Figure vide. Et cette lettre O, sorte de zéro qui est aussi la liaison de Roger avec sa propre filiation, tout autant énigmatique que le North by northwest du film d’Hitchcock, absent, perdu ou retrouvé, en bute au néant et à une sorte d’absurdité. Absurdité surtout dans le sens du caractère drolatique de l’association d’idées dans le rêve. La veste trop courte des vrais/faux vivants/morts d’agents du F.B.I., boîte d’allumettes avec initiales, groom d’hôtel qui cherche quelqu’un, pellicules capillaires de l’agent fantôme, vraies/fausses taches d’alcool sur le sofa des Townsend, piécette de monnaie qui tintinnabule sur le gravier, sulfate sur du maïs, de la truite trop saumonée au goût de miss Kendall, détails sans grande importance sinon comme éléments faibles de signification portant en eux une gravité narratologique aussi marquante et puissante que celle du rêve.
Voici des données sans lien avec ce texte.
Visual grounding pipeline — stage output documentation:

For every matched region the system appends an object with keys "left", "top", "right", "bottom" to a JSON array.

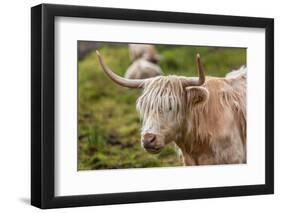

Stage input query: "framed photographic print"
[{"left": 31, "top": 4, "right": 274, "bottom": 208}]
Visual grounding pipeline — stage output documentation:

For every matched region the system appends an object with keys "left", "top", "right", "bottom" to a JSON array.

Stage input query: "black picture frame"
[{"left": 31, "top": 4, "right": 274, "bottom": 209}]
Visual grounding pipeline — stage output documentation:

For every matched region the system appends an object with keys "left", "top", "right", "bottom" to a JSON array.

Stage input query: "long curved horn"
[
  {"left": 180, "top": 53, "right": 205, "bottom": 87},
  {"left": 96, "top": 50, "right": 144, "bottom": 88}
]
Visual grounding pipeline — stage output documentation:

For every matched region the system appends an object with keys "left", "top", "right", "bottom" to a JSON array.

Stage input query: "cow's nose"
[{"left": 143, "top": 133, "right": 156, "bottom": 144}]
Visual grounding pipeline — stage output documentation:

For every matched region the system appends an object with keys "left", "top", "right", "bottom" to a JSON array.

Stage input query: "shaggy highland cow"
[{"left": 97, "top": 51, "right": 246, "bottom": 165}]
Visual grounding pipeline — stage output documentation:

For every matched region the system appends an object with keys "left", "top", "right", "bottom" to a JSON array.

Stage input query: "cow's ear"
[{"left": 185, "top": 86, "right": 209, "bottom": 105}]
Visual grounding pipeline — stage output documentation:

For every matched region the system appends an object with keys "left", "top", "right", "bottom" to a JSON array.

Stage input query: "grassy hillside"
[{"left": 78, "top": 44, "right": 246, "bottom": 170}]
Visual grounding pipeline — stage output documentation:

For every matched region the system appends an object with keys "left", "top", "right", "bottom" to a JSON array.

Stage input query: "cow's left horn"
[
  {"left": 180, "top": 53, "right": 205, "bottom": 87},
  {"left": 96, "top": 50, "right": 144, "bottom": 88}
]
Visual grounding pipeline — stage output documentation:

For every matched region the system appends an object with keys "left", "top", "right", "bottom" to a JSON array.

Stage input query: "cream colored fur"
[{"left": 137, "top": 68, "right": 246, "bottom": 165}]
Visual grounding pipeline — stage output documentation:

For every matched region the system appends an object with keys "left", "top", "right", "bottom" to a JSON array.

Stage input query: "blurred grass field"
[{"left": 78, "top": 43, "right": 246, "bottom": 170}]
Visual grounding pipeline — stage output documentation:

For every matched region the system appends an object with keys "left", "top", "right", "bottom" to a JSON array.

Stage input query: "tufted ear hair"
[{"left": 185, "top": 86, "right": 209, "bottom": 106}]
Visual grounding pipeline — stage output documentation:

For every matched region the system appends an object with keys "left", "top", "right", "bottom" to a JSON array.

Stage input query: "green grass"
[{"left": 78, "top": 45, "right": 246, "bottom": 170}]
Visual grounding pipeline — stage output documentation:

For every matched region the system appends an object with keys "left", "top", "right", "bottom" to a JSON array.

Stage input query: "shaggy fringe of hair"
[
  {"left": 137, "top": 75, "right": 184, "bottom": 127},
  {"left": 187, "top": 67, "right": 247, "bottom": 146}
]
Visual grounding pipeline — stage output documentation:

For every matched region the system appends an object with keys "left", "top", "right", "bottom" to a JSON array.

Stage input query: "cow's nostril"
[{"left": 143, "top": 133, "right": 156, "bottom": 143}]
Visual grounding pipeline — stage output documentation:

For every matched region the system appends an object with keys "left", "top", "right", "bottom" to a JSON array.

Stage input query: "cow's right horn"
[{"left": 96, "top": 50, "right": 144, "bottom": 88}]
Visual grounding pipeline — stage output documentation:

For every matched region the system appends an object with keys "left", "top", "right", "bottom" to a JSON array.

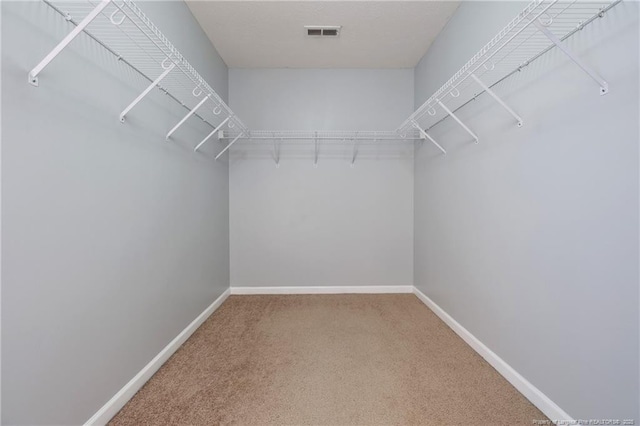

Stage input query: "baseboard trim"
[
  {"left": 231, "top": 285, "right": 413, "bottom": 295},
  {"left": 414, "top": 288, "right": 574, "bottom": 421},
  {"left": 85, "top": 289, "right": 231, "bottom": 426}
]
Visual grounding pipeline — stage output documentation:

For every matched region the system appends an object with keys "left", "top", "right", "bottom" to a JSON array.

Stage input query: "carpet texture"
[{"left": 110, "top": 294, "right": 546, "bottom": 426}]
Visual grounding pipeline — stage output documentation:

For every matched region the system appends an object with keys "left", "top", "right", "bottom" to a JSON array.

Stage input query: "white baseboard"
[
  {"left": 85, "top": 289, "right": 231, "bottom": 425},
  {"left": 85, "top": 286, "right": 573, "bottom": 425},
  {"left": 414, "top": 288, "right": 574, "bottom": 421},
  {"left": 231, "top": 285, "right": 413, "bottom": 295}
]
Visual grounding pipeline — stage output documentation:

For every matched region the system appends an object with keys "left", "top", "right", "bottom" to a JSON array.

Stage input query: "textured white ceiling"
[{"left": 187, "top": 0, "right": 459, "bottom": 68}]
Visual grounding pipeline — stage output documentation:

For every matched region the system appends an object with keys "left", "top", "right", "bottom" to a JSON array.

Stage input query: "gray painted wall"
[
  {"left": 415, "top": 2, "right": 640, "bottom": 422},
  {"left": 229, "top": 69, "right": 413, "bottom": 286},
  {"left": 2, "top": 2, "right": 229, "bottom": 424}
]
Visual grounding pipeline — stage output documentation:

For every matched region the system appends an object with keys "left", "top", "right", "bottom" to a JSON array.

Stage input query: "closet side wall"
[
  {"left": 1, "top": 2, "right": 229, "bottom": 424},
  {"left": 414, "top": 2, "right": 640, "bottom": 422},
  {"left": 229, "top": 69, "right": 413, "bottom": 287}
]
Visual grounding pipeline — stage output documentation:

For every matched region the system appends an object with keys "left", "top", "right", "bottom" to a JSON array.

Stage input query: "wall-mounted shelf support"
[
  {"left": 471, "top": 73, "right": 522, "bottom": 127},
  {"left": 29, "top": 0, "right": 111, "bottom": 86},
  {"left": 216, "top": 133, "right": 242, "bottom": 160},
  {"left": 165, "top": 95, "right": 211, "bottom": 140},
  {"left": 120, "top": 58, "right": 176, "bottom": 123},
  {"left": 413, "top": 121, "right": 447, "bottom": 155},
  {"left": 193, "top": 117, "right": 231, "bottom": 152},
  {"left": 351, "top": 133, "right": 359, "bottom": 167},
  {"left": 438, "top": 100, "right": 478, "bottom": 143},
  {"left": 313, "top": 132, "right": 320, "bottom": 167},
  {"left": 273, "top": 138, "right": 281, "bottom": 169},
  {"left": 533, "top": 20, "right": 609, "bottom": 95}
]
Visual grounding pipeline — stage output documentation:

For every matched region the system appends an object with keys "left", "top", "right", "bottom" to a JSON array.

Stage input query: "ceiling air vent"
[{"left": 304, "top": 25, "right": 342, "bottom": 37}]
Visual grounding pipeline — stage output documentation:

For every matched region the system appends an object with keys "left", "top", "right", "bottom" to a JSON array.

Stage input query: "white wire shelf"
[
  {"left": 29, "top": 0, "right": 248, "bottom": 144},
  {"left": 397, "top": 0, "right": 621, "bottom": 153},
  {"left": 29, "top": 0, "right": 621, "bottom": 160}
]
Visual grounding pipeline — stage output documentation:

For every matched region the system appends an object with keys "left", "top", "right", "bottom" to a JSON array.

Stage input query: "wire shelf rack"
[
  {"left": 29, "top": 0, "right": 621, "bottom": 159},
  {"left": 397, "top": 0, "right": 621, "bottom": 140},
  {"left": 29, "top": 0, "right": 248, "bottom": 138},
  {"left": 222, "top": 130, "right": 421, "bottom": 143}
]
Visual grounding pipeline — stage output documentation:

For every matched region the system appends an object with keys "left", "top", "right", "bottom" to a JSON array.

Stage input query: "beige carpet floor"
[{"left": 110, "top": 294, "right": 546, "bottom": 425}]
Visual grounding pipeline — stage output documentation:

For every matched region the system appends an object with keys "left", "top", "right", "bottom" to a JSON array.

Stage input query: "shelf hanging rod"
[
  {"left": 413, "top": 121, "right": 447, "bottom": 155},
  {"left": 471, "top": 74, "right": 522, "bottom": 127},
  {"left": 438, "top": 99, "right": 478, "bottom": 143},
  {"left": 399, "top": 0, "right": 558, "bottom": 130},
  {"left": 120, "top": 58, "right": 176, "bottom": 123},
  {"left": 29, "top": 0, "right": 111, "bottom": 86},
  {"left": 165, "top": 95, "right": 211, "bottom": 140},
  {"left": 216, "top": 133, "right": 242, "bottom": 160},
  {"left": 534, "top": 20, "right": 609, "bottom": 95},
  {"left": 193, "top": 116, "right": 231, "bottom": 152}
]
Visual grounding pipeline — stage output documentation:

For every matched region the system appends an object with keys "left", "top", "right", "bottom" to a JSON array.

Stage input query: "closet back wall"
[
  {"left": 229, "top": 69, "right": 413, "bottom": 287},
  {"left": 1, "top": 2, "right": 229, "bottom": 425}
]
Le film est comme ce pistolet à balles blanches qu’utilise notre héroïne pour faire semblant de tuer celui qu’elle aime, le fameux Roger O Thornhill, à la fois double et percutant.
Figure vide, transsubstantiation religieuse, pain que l’on mange comme celui d’une kénose, kénose nullement mystique ici, mais avilissement d’une créature disons de papier, d’un personnage de fiction dans la peau d’un garçon un peu immature, classique cadre de la middle class américaine, où pour finir, il n’y a nulle comédie sociale mais des masques, des usurpations d’identité, des double-jeux, des mises en abyme comme nous le laisse entendre Vandamm sur les qualités du publiciste en question, Roger O Thornhill, qu’il prend pour Kaplan et qu’il qualifie de misérable comédien de l’Actor’s Studio. On agit ici comme en racontant un rêve en psychanalyse.
Figure vide, anonyme qui prend le train pour Chicago et qui rencontre cet homme, Thornhill, en anglais « colline aux épines » dans lequel on pourrait peut-être voir un personnage biblique ? Le mont des oliviers ? Moïse et le buisson ? En tout cas, cette rencontre avec Eve Kendall est du registre de la grâce et de l’amour, véhiculés gravement par de vrais visages et de vrais noms, amour qui dénonce la mascarade. Nous sommes dans la double attente du zéro et de l’infini, pourrait-on dire, quelque chose qui augmente, qui dissocie adroitement la personne, par exemple comme dans le hall de gare de Chicago où des bagagistes rouges et gris se démultiplient comme pour sauver le héros d’une injustice accablante.
Figure vide, unie et désunie à elle-même, qui ressemble à notre condition, si l’on décompte l’invraisemblable histoire cinématographique, mais qui satisfait notre désir de spectateur, et qui nous propulse dans une temporalité idéale ; figure vide comme un balancement d’un rôle à l’autre, vêtement de papier, êtres de pellicule, propos de photogrammes qui rendent lisible l’inquiétude de notre condition.